The campaign actually started on 29 December 1967.
The British economy was suffering at the time from a rapidly increasing balance of payments deficit, exacerbated by the closure of the Suez Canal in the aftermath of the Six–Day War and an unofficial dock workers's strike that started at the end of September. On 18 November the Wilson government abandoned three years of attempting to maintain the exchange rate and devalued the pound sterling from USD 2.80 to 2.40.
On 13 December, The Times published a letter from John Boyd–Carpenter, Conservative MP for Kingston–upon–Thames, arguing that if a number of people in responsible positions were to work [say] one extra half day a month – for example on a Saturday morning – without pay, others would follow suit and this would "show the world that we were in earnest."
Fred Price, Marketing Director of Colt Ventilating and Heating, was inspired to issue a memo endorsing the MP's suggestion. Five female secretaries working at the company's Surbiton headquarters agreed amongst themselves that they would volunteer to begin working an extra half day a week as Price had suggested. One of them, Valerie White, replied to the Marketing Director's memo, and on 29 December, 240 employees at the Surbiton headquarters voted to start work at 8:30 a.m. each morning instead of 9:00 – thus working an extra 2.5 hours a week.
Other companies joined in the campaign immediately on seeing the ensuing headlines. The Colt secretaries came up with "I'm Backing Britain" as a slogan for their campaign, and Managing Director Alan O'Hea had 100,000 badges made showing the slogan emblazoned across a Union flag. The Duke of Edinburgh sent a message of support, and the leaders of all three major political parties endorsed the campaign.

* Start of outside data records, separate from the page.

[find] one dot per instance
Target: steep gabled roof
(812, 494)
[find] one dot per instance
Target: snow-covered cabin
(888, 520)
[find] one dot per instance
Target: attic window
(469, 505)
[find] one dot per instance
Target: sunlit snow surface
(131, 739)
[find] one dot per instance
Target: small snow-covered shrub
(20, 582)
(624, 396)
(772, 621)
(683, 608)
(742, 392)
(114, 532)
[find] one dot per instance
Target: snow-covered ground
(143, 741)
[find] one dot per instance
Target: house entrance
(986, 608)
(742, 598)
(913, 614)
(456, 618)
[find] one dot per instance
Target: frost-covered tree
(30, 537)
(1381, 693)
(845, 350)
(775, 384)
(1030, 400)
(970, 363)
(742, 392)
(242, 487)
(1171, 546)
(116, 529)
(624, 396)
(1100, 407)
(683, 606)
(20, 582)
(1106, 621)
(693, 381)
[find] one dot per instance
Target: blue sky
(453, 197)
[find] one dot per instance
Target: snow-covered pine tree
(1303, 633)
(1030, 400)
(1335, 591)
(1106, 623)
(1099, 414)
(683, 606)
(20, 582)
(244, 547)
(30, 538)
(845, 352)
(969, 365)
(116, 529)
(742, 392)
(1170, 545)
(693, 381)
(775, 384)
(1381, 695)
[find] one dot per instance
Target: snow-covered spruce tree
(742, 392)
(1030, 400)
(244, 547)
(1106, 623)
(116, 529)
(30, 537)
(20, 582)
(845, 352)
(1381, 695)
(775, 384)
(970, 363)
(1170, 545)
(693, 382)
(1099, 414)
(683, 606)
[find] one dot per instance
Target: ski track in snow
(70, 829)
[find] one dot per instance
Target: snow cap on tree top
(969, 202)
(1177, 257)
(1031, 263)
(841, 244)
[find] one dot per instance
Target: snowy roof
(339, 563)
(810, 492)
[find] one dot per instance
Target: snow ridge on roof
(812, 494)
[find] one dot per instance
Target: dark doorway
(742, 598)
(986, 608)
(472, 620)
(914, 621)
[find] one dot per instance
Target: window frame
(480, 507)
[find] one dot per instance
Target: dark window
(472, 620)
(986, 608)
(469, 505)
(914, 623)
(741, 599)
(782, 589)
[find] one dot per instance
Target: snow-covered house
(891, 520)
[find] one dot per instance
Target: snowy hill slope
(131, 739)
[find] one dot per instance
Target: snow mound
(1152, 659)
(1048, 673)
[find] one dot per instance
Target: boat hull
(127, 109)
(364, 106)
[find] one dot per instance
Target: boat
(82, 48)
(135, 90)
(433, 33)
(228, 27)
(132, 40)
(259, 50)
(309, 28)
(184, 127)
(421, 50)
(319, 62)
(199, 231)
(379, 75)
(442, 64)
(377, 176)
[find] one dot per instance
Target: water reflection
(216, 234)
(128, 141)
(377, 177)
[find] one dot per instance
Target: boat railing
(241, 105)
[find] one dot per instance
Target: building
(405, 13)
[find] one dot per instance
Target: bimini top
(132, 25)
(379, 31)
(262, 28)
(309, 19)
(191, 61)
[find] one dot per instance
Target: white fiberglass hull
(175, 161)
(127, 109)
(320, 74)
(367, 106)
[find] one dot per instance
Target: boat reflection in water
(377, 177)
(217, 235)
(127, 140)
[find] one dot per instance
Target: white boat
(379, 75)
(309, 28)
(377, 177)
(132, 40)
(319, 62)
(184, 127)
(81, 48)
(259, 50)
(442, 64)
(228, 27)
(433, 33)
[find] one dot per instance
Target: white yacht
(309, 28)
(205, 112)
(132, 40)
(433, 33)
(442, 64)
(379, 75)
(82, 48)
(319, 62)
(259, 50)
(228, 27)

Support was not, however, universal. The trade unions were broadly against the campaign (even though Colt's own shop stewards agreed to support it) and there were many satirical responses in the media. Although both Labour and Conservative parties were criticised for attempting to use the campaign for their own political purposes, the Leader of the House of Commons, Richard Crossman, described it as "something we should have nothing to do with".
By early February, the media began reporting that the campaign was actually achieving very little. Colt had found itself unable to administer it, and responsibility had been passed around a number of different organisations, but by this time little more was being done than the distribution of badges and promotional material. By May it was being run by just four people at the Industrial Society, and enthusiasm had pretty much evaporated.
In retrospect, the campaign was judged to have done very little to improve the fortunes of any businesses. It would come to be regarded as a classic example of a failed attempt to transform Britain's economic prospects.